An hour or so later, they stood in his hotel room, like children unsure how to initiate play. He spoke first. “We should swim.”
“You’re joking.”
“I’m not. There’s a pool downstairs. It’s warm and shallow. In five minutes we can prove there is nothing wrong with your lungs.”
“I have nothing to wear to swim.”
“The hotel is practically empty. I have an extra T-shirt and shorts. That’s all you need. What is the worst that will happen?”
“I will hate it, and I will embarrass myself. The night will end abruptly, and we will never see each other again.”
“Five minutes,” he said.
“All of that can happen in five minutes.”

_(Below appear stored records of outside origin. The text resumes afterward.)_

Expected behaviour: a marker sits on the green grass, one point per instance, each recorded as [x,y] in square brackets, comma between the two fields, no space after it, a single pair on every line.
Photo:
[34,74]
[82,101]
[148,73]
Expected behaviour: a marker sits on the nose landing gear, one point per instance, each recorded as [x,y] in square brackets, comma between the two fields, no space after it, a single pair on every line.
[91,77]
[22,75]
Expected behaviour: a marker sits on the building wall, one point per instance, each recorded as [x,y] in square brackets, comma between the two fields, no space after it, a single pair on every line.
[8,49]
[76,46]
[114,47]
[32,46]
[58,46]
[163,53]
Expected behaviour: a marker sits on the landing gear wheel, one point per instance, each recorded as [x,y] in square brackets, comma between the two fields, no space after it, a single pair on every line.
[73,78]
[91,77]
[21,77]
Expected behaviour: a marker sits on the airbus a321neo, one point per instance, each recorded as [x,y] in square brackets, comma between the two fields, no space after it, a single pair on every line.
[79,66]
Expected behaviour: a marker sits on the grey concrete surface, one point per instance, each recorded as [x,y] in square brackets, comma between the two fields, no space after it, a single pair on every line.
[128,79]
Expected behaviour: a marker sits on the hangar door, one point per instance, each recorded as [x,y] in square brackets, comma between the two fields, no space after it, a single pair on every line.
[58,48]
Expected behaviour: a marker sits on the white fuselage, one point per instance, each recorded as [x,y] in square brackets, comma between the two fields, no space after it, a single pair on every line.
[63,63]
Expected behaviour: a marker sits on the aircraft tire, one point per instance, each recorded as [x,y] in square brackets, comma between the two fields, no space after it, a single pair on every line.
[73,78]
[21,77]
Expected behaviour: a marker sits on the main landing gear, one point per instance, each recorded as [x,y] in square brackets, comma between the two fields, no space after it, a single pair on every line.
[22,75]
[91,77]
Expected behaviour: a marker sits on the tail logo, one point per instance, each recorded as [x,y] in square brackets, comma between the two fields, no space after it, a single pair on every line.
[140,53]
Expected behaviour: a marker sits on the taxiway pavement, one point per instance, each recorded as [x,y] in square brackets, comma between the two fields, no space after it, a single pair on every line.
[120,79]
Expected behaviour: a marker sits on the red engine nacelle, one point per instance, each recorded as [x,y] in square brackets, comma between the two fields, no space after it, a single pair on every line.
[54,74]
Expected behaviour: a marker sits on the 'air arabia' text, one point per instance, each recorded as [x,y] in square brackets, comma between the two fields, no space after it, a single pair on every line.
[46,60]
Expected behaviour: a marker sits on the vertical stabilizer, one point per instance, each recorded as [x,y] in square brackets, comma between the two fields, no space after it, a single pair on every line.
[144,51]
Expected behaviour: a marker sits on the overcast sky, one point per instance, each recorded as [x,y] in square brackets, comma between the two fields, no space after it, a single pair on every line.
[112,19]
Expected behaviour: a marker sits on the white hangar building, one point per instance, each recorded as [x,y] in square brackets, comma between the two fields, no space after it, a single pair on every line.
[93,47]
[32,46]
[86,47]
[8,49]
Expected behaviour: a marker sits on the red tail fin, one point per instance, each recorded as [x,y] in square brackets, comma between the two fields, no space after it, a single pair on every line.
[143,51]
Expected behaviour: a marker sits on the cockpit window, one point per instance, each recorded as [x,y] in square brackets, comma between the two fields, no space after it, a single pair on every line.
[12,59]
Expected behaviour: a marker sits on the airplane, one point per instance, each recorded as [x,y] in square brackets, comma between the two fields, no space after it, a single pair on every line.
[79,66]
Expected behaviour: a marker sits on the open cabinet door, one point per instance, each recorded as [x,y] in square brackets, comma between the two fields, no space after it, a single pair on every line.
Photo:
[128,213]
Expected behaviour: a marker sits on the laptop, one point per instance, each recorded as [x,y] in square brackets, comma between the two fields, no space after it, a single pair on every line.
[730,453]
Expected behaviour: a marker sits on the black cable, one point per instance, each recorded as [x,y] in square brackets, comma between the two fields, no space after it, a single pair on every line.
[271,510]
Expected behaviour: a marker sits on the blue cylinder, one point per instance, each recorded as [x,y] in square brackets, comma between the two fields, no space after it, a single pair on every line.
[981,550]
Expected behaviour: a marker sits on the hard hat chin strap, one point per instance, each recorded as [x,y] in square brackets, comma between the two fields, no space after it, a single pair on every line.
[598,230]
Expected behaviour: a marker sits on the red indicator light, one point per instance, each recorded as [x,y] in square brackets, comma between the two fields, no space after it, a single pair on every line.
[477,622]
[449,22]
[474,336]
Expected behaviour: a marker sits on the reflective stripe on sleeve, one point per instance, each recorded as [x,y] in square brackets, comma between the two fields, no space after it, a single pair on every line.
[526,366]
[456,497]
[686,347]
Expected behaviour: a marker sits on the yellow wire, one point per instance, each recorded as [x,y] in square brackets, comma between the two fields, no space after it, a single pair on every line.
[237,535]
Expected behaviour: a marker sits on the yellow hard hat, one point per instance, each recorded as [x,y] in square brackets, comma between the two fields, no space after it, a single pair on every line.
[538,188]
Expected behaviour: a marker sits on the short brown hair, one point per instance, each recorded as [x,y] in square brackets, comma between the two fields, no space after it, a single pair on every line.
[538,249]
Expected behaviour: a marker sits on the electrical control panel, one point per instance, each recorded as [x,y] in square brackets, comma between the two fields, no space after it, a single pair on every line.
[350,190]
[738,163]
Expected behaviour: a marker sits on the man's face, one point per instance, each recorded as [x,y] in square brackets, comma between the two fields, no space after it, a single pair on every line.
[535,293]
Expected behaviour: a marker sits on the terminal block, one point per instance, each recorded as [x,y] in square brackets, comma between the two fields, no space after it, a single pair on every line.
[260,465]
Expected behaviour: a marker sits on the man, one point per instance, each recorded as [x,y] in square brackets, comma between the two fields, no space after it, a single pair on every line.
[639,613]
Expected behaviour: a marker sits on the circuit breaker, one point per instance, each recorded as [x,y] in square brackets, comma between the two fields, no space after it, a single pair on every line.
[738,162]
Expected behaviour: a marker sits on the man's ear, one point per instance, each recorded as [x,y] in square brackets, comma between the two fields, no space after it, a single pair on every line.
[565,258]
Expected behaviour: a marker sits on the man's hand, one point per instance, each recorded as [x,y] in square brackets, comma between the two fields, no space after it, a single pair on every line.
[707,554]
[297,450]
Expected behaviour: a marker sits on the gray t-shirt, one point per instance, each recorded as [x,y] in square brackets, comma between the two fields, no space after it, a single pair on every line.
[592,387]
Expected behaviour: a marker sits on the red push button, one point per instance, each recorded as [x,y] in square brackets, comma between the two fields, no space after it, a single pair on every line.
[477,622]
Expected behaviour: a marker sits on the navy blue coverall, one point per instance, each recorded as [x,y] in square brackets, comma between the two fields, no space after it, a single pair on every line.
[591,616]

But Sudhir was already riffling through his drawer. Moments later, Vega stood in the bathroom, wearing a white T-shirt and his cotton shorts, the latter rolled up to fit her waist. That summer, staring at herself in the mirror, she had started to feel old. She was troubled by the wisps of gray—too few to conceal, but too many to pluck. There were slight wrinkles at the corners of her eyes and mouth, and she had taken to using Rukmini’s anti-aging face moisturizer. But now, dressed in white, with her hair in a loose bun, it startled her to see how young she looked.
“You could still have another child,” Rukmini had told her weeks back, unprompted. “You don’t realize this. How many choices are still ahead of you.” They were alone in the kitchen together, peeling almonds. Asha had gone for a walk with Vega’s father and was no doubt off somewhere, eating more ice cream.
“I have a child.”
“I said another child, kanna. I had two. It was a lovely number.”

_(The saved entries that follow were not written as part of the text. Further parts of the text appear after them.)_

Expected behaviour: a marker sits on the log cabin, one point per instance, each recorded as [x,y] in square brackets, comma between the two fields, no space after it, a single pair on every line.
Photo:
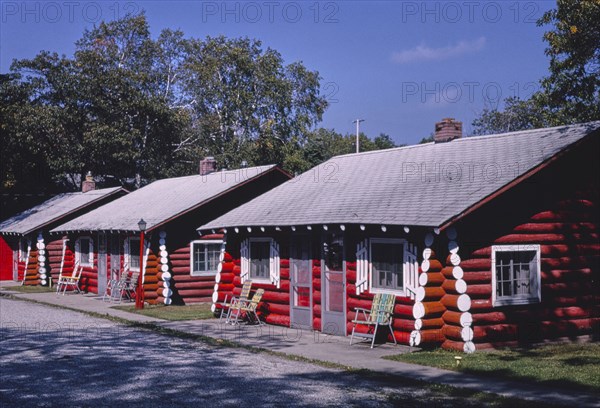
[486,241]
[178,265]
[26,246]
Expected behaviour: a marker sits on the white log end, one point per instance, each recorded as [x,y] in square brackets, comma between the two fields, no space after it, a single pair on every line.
[420,294]
[415,338]
[418,310]
[423,279]
[460,286]
[463,303]
[466,319]
[427,253]
[455,259]
[466,334]
[418,324]
[457,272]
[469,347]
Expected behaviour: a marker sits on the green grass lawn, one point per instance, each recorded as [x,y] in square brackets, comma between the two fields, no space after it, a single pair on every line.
[193,312]
[29,289]
[567,366]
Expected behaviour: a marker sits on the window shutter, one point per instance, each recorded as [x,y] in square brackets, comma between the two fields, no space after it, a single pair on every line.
[411,270]
[77,253]
[146,253]
[362,266]
[127,255]
[62,259]
[274,267]
[91,251]
[245,261]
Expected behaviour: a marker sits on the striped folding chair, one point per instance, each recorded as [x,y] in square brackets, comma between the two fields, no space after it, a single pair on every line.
[381,314]
[244,295]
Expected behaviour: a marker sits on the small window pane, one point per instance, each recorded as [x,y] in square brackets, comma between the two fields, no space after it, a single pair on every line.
[516,275]
[387,267]
[134,253]
[85,251]
[205,258]
[259,259]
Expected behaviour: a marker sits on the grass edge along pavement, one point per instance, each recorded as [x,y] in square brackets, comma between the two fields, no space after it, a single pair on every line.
[484,397]
[171,313]
[567,366]
[30,289]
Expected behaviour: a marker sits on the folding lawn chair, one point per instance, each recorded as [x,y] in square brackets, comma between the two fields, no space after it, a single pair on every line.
[112,287]
[69,281]
[380,314]
[244,295]
[246,307]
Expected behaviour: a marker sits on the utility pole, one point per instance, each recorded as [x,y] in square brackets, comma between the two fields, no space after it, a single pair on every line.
[357,121]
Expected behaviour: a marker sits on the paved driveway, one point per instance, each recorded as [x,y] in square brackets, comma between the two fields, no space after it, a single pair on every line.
[55,357]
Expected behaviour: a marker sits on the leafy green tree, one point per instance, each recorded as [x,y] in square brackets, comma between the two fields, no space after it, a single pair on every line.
[572,89]
[517,115]
[247,105]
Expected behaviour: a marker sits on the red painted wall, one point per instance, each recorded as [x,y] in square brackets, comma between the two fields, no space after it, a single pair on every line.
[6,260]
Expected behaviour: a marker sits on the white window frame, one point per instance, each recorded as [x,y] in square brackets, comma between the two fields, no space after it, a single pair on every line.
[266,280]
[204,242]
[394,241]
[22,250]
[127,252]
[535,279]
[90,251]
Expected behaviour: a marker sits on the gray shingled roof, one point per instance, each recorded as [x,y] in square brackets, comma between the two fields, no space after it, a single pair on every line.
[160,201]
[52,211]
[420,185]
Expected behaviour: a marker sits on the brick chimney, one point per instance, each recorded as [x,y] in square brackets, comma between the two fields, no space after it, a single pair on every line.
[88,184]
[446,130]
[207,165]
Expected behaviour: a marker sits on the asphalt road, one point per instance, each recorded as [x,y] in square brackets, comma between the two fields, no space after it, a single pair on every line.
[55,357]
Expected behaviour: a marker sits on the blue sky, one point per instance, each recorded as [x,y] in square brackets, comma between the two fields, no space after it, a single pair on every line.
[400,65]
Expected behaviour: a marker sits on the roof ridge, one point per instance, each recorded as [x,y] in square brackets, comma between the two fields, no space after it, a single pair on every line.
[469,138]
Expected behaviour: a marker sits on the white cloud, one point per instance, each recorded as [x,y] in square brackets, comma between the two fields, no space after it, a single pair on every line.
[425,53]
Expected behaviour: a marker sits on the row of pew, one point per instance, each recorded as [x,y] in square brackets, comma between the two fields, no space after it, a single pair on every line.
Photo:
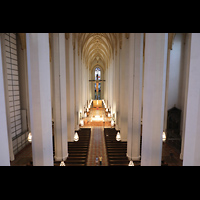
[116,150]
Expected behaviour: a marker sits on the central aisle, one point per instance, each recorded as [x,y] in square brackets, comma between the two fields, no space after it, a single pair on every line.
[97,147]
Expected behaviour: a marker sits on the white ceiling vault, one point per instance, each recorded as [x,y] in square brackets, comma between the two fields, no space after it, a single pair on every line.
[92,47]
[97,48]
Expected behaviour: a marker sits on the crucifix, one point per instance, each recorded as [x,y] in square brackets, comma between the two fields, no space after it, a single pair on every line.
[97,84]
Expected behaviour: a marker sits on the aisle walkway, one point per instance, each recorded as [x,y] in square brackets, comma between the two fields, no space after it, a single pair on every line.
[97,147]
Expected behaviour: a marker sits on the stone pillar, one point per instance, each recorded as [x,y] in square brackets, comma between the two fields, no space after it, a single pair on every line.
[60,100]
[191,155]
[154,97]
[4,146]
[124,77]
[135,95]
[40,98]
[70,89]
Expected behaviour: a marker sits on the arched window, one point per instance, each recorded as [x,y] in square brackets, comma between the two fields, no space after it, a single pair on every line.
[97,72]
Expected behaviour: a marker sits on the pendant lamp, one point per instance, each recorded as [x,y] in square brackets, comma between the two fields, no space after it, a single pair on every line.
[76,137]
[131,163]
[29,137]
[62,163]
[163,137]
[118,136]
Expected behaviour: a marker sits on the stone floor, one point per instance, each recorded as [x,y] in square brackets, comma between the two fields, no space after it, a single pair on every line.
[97,145]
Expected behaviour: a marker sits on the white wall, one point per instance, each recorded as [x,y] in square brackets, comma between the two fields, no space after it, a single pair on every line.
[176,69]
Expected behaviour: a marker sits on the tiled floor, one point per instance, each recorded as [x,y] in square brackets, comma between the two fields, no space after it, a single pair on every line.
[97,145]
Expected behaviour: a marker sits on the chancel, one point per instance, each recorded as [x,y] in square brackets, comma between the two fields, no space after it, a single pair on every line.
[99,99]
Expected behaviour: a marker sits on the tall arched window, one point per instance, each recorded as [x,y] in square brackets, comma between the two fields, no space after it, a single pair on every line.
[97,72]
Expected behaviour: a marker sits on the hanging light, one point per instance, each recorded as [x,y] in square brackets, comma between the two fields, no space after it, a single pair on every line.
[118,136]
[82,122]
[112,122]
[29,137]
[76,137]
[163,137]
[62,163]
[131,163]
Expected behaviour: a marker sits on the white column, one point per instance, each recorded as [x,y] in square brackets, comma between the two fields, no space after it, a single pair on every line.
[70,89]
[154,97]
[191,154]
[60,100]
[4,146]
[40,98]
[135,92]
[124,77]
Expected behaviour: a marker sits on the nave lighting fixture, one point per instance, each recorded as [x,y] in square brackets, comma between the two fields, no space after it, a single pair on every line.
[76,137]
[118,136]
[82,122]
[164,136]
[112,122]
[62,164]
[29,137]
[131,163]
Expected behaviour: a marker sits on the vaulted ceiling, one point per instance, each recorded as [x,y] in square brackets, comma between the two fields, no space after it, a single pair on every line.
[98,47]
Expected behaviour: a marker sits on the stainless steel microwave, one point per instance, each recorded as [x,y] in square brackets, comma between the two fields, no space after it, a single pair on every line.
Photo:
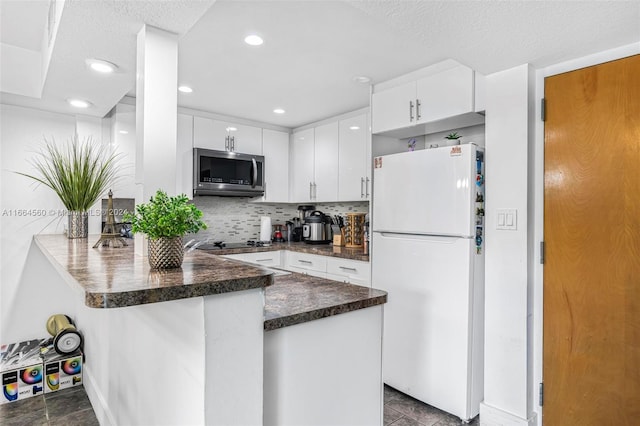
[227,173]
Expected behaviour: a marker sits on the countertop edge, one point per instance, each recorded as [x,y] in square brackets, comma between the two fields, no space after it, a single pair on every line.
[300,318]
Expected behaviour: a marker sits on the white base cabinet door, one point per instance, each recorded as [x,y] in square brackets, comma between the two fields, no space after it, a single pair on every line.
[325,372]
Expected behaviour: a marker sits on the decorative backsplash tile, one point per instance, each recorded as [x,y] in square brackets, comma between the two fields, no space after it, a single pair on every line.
[237,219]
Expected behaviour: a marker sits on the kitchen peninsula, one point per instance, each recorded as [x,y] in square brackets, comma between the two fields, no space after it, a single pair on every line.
[190,344]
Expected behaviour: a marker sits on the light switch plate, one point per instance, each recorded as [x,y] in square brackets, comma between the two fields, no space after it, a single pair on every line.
[507,219]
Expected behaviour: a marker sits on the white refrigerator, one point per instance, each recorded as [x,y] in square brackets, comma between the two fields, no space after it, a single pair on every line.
[427,253]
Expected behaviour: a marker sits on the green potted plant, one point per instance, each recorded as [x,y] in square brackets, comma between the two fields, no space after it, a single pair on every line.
[165,220]
[79,172]
[454,138]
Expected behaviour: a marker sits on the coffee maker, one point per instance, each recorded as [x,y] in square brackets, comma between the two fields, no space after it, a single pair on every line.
[303,211]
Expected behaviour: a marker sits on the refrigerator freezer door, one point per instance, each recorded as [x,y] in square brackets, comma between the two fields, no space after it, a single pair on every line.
[430,192]
[427,319]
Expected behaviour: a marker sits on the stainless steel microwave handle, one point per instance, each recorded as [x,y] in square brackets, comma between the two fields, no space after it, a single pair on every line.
[254,168]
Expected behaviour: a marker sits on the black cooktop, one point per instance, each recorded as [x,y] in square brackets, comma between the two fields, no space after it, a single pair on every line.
[221,245]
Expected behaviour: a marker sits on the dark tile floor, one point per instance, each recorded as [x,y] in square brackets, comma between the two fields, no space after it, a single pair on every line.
[68,407]
[71,407]
[403,410]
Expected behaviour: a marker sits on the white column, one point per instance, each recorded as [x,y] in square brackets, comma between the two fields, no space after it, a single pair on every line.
[508,361]
[156,115]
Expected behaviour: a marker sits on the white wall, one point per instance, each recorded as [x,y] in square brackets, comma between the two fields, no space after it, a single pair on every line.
[507,361]
[27,209]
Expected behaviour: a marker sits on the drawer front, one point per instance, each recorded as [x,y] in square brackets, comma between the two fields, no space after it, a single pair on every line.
[267,258]
[306,262]
[356,272]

And now we both have one, Vega thought. To Rukmini, there was nothing more tragic than childlessness. Vega knew what she was implying, though neither of them would ever say it aloud. If you have one child, and you lose that child, you’ve lost everything.
“Do you want children?” Vega asked Sudhir. They were standing in the pool. The water reached her shoulders and her shirt ballooned around her. It had made her nervous when she’d first stepped in, but now she settled into it. Her face and neck felt cold compared to the rest of her body.

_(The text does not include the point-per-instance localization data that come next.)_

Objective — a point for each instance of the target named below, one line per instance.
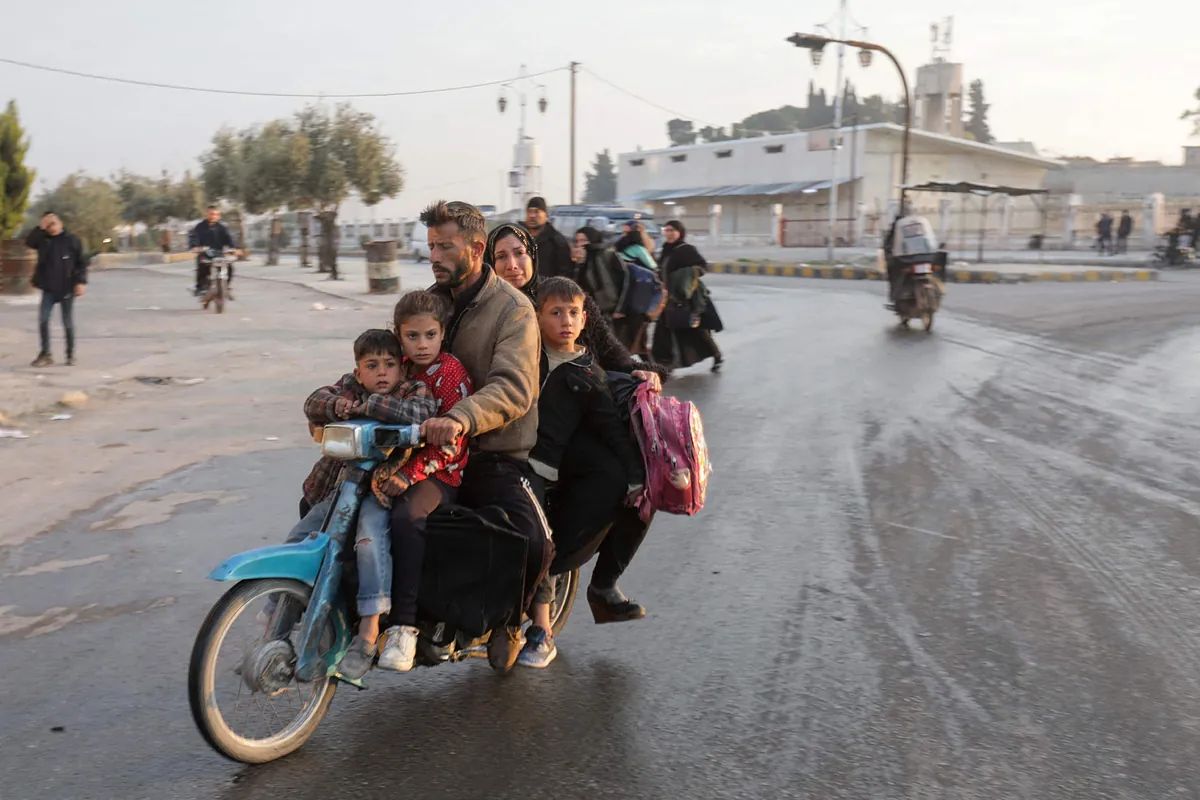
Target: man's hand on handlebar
(651, 378)
(441, 431)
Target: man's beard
(460, 272)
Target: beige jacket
(497, 340)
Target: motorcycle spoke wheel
(243, 690)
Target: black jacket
(575, 396)
(61, 264)
(210, 235)
(553, 253)
(600, 341)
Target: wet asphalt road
(960, 565)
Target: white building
(761, 181)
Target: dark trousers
(203, 269)
(588, 516)
(630, 331)
(510, 485)
(66, 301)
(408, 515)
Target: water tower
(940, 88)
(525, 178)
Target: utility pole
(520, 86)
(575, 66)
(837, 132)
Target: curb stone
(952, 274)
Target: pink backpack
(675, 452)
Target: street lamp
(520, 85)
(816, 43)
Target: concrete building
(748, 191)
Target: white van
(419, 241)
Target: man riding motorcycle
(209, 234)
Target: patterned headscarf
(511, 229)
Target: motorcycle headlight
(343, 441)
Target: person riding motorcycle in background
(209, 234)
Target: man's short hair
(376, 341)
(469, 220)
(558, 288)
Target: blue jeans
(372, 548)
(43, 319)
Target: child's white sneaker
(400, 650)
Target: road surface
(960, 565)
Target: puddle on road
(160, 510)
(58, 565)
(55, 619)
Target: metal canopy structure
(984, 191)
(742, 190)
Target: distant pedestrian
(61, 275)
(683, 335)
(553, 250)
(1123, 232)
(1104, 234)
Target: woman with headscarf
(513, 253)
(634, 247)
(683, 335)
(616, 531)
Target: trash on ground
(73, 400)
(156, 380)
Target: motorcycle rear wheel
(202, 674)
(567, 585)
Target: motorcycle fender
(300, 561)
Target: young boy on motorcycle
(574, 396)
(405, 492)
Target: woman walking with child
(683, 335)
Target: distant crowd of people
(613, 275)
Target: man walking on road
(1123, 232)
(61, 275)
(553, 251)
(209, 234)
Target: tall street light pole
(816, 44)
(575, 68)
(520, 86)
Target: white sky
(1097, 77)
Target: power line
(684, 116)
(209, 90)
(648, 102)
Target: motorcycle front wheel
(246, 701)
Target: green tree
(337, 154)
(681, 132)
(274, 158)
(977, 115)
(222, 173)
(1194, 115)
(90, 208)
(16, 179)
(601, 184)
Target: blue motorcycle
(291, 615)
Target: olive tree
(343, 152)
(16, 179)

“I think I do. Meaning, I don’t have a burning desire. But if I did become a father, I’m sure it would make me very happy. I enjoy doing fatherly things. Reading. Playing board games. Sometime back, I was making an omelet and thinking, ‘If I had children, I would do this for them.’ ”
“You would make them omelets?”
“Sure.”
His tone was so honest, so unrehearsed, that it made her laugh. “I imagine you would. Is Dhaka your permanent home?”
“I don’t think it is. I don’t have ties to the city. I like my work, and I have friends. But they aren’t deep relationships.” He exhaled slowly, and Vega recalled Gayatri mentioning that he had once been a smoker. She found this attractive—not that he had smoked, but that he had quit, that he was sturdy enough to remake himself. She listened as he talked about his years in Cairo, the city he had loved most aside from Delhi. “I had a flat overlooking the Nile. And there was a vendor who sold roasted sweet potatoes in the winter and that smell sometimes comes back to me. This was around seven years back, during the first Palestinian intifada, and there was a convergence of journalists in the area. We were together all the time. And then slowly, everybody trickled out. Before anybody left, we threw a party and said, ‘Oh, we’ll visit you in Beirut or Jerusalem or wherever,’ but most of us have never even seen each other again. A few get togethers here or there, but never the large group.” He paused. “There was a teenage boy who worked in the garage below the building. He loved Bollywood, and he would always sing these songs, but, you know, he would muddle up the lyrics. I used to give him small things. Cash during Eid, some old clothes that no longer fit. And then one day, he just disappeared. Somebody said his father had died, and the family went back to their village. But I think about him so often. These characters who just pass through your life, and then you never see them again.”